La destruction de l’Etat a disparu entre les deux versions. Pourtant Lutte Ouvrière jugeait très durement autrefois tout courant révolutionnaire qui aurait fait disparaitre cette mention :
« Oui, le premier acte de salut public de la classe ouvrière (…) ce devra être de détruire cette armée, pas de l’épurer en faisant le tri entre les bons et les mauvais officiers (…) Non, il faudra détruire, briser définitivement le pouvoir du corps des officiers. (…) Et tous ceux qui n’inscriraient pas la mise hors d’état de nuire de l’armée et de la police dans leur programme, qui ne fixent pas ouvertement cet objectif à la classe ouvrière, qui ne disent pas aujourd’hui, clairement, que dès que le rapport de forces mettra le soulèvement populaire à l’ordre du jour, ce sera là la première tâche des travailleurs, ceux-là ne défendent pas les travailleurs, mais préparent de nouvelles désillusions, ou de nouveaux massacres. Et les travailleurs doivent s’en méfier, quelles que soient leurs phrases révolutionnaires, ou peut-être d’autant plus que leurs phrases sont révolutionnaires. Et, camarades, cette leçon tragique du Chili est certainement valable pour bien d’autres pays, y compris pour nous ici en Europe. » (conclusion du Cercle Léon Trotsky sur le Chili)
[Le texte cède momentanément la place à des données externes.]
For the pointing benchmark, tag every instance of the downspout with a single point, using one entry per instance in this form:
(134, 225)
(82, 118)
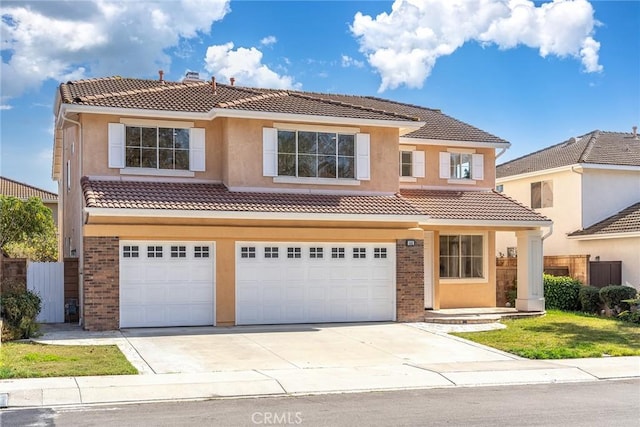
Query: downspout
(80, 241)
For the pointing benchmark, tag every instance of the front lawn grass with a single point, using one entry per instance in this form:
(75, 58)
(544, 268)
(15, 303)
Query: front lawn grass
(32, 360)
(562, 335)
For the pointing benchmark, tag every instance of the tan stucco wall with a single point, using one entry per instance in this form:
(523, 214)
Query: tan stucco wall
(459, 294)
(225, 238)
(432, 167)
(96, 156)
(243, 154)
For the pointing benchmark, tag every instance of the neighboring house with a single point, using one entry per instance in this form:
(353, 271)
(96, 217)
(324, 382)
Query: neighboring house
(9, 187)
(200, 203)
(590, 187)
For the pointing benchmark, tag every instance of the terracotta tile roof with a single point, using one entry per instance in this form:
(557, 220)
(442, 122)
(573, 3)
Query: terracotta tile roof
(9, 187)
(216, 197)
(597, 147)
(625, 221)
(466, 205)
(470, 205)
(199, 97)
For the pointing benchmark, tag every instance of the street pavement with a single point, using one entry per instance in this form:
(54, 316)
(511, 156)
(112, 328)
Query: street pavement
(209, 363)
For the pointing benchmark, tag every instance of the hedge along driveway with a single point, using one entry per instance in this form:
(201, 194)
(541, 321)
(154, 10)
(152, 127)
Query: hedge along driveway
(562, 335)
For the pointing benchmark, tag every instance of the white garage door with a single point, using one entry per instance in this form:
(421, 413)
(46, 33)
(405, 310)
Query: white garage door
(166, 284)
(314, 282)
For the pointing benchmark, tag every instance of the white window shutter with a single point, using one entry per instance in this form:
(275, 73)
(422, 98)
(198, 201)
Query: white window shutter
(445, 165)
(477, 166)
(269, 152)
(363, 167)
(116, 145)
(197, 153)
(417, 160)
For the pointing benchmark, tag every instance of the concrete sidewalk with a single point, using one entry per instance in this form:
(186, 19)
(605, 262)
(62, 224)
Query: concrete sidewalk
(48, 392)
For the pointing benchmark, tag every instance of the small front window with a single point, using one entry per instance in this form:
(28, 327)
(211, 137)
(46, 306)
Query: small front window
(406, 163)
(461, 165)
(541, 194)
(461, 256)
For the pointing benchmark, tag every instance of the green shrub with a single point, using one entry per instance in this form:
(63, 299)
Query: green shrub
(19, 308)
(613, 297)
(630, 316)
(561, 293)
(590, 301)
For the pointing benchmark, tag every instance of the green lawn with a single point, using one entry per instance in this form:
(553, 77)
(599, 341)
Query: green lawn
(31, 360)
(562, 335)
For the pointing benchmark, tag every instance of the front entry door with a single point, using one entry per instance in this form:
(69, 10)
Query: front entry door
(428, 269)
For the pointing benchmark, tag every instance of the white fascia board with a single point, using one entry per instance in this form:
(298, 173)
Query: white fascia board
(307, 118)
(606, 236)
(574, 166)
(453, 143)
(486, 223)
(609, 167)
(138, 112)
(157, 213)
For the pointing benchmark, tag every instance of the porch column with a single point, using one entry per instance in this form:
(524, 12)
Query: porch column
(530, 266)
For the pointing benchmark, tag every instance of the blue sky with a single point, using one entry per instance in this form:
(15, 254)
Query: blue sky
(534, 74)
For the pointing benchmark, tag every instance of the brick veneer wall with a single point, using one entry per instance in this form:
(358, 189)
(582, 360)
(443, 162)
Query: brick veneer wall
(410, 281)
(101, 287)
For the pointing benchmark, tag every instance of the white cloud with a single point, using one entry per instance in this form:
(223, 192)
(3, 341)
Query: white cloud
(59, 40)
(269, 40)
(246, 66)
(404, 45)
(348, 61)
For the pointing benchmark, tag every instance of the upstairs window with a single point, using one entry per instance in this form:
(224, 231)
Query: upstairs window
(304, 155)
(316, 154)
(411, 164)
(459, 165)
(156, 148)
(542, 194)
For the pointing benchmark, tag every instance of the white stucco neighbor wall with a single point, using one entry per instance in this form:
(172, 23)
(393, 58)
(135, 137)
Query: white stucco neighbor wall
(606, 192)
(565, 213)
(626, 250)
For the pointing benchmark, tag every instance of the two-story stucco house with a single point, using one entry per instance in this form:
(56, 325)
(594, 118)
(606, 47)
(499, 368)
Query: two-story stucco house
(590, 187)
(200, 203)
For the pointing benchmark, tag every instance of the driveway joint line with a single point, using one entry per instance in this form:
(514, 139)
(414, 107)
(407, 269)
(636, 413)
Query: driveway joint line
(270, 351)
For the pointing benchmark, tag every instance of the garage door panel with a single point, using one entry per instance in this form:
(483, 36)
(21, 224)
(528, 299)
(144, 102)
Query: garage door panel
(324, 284)
(168, 290)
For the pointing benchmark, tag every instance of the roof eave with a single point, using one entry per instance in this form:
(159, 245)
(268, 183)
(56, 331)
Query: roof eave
(171, 213)
(453, 143)
(486, 223)
(405, 126)
(602, 236)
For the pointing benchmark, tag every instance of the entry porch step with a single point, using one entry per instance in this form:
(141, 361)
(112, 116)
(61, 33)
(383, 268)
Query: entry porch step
(476, 315)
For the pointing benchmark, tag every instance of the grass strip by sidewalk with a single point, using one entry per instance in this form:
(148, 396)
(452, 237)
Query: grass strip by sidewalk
(32, 360)
(562, 335)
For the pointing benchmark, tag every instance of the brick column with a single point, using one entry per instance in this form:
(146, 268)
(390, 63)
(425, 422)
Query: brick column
(410, 281)
(101, 285)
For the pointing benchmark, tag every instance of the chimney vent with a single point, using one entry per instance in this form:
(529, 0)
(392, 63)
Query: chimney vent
(192, 76)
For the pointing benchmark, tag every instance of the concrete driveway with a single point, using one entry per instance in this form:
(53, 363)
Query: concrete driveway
(209, 349)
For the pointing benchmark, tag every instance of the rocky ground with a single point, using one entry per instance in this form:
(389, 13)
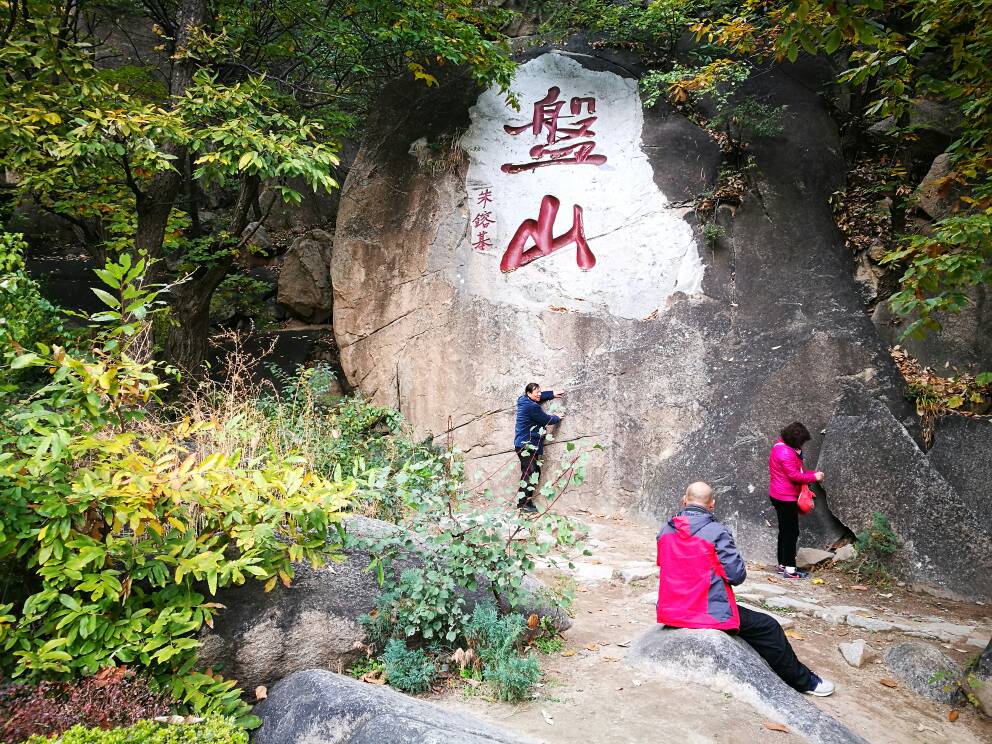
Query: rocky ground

L’attitude dans les campagnes électorales
Citons par exemple la campagne des élections présidentielles de mars 2007 qui rompt particulièrement avec les positions qui devraient être celles de révolutionnaires. « Un programme de défense des travailleurs par Arlette Laguiller » : (tract de la campagne électorale de LO aux présidentielles de mars 2007) « Un jour ou l’autre, la colère populaire éclatera et accouchera d’un tel mouvement revendicatif. C’est afin qu’il ne se trompe pas d’objectif quand il se produira, qu’il ne prenne pas l’accessoire pour l’essentiel, que j’expose ce programme qui n’a rien de révolutionnaire en ce sens qu’il ne prévoit ni l’expropriation du capital, ni la transformation de la propriété privée de l’ensemble des grandes entreprises en propriété collective, en propriété d’Etat. Cependant, au lieu de privilégier les intérêts de la classe capitaliste, ce programme rétablit, un peu, l’équilibre entre celle-ci et les travailleurs, la classe des producteurs de valeur, en prenant une partie des privilèges économiques des propriétaires de capitaux pour améliorer le sort des classes populaires. (…) Ce qui suit n’est pas mon programme de gouvernement, mais ce qui devrait être au-delà des mots creux ou démagogiques (…) le programme d’une présidence représentant réellement la population et capable de s’attaquer immédiatement et efficacement à la crise du logement, au chômage massif et à la dégradation passée, présente et à venir du niveau de vie de la plus grande partie de la population. Le financement de ces mesures reposerait, comme je le montre, sur une augmentation des impôts, mais une augmentation sélective qui ne toucherait que les revenus très élevés et les bénéfices des sociétés, en particulier celles du CAC40 et d’ailleurs de façon modérée par rapport à l’ampleur des profits. Il ne s’agit même pas d’un partage des richesses, il s’agit seulement que tout le monde participe à l’effort nécessaire pour compenser les inégalités les plus criantes. Je ne discute pas de ce que devraient faire Nicolas Sarkozy, François Bayrou ou Le Pen, car ils ne prétendent même pas améliorer le niveau de vie des classes populaires. Ce que j’expose donc ici, c’est ce que devraient être les premières mesures d’un gouvernement vraiment socialiste.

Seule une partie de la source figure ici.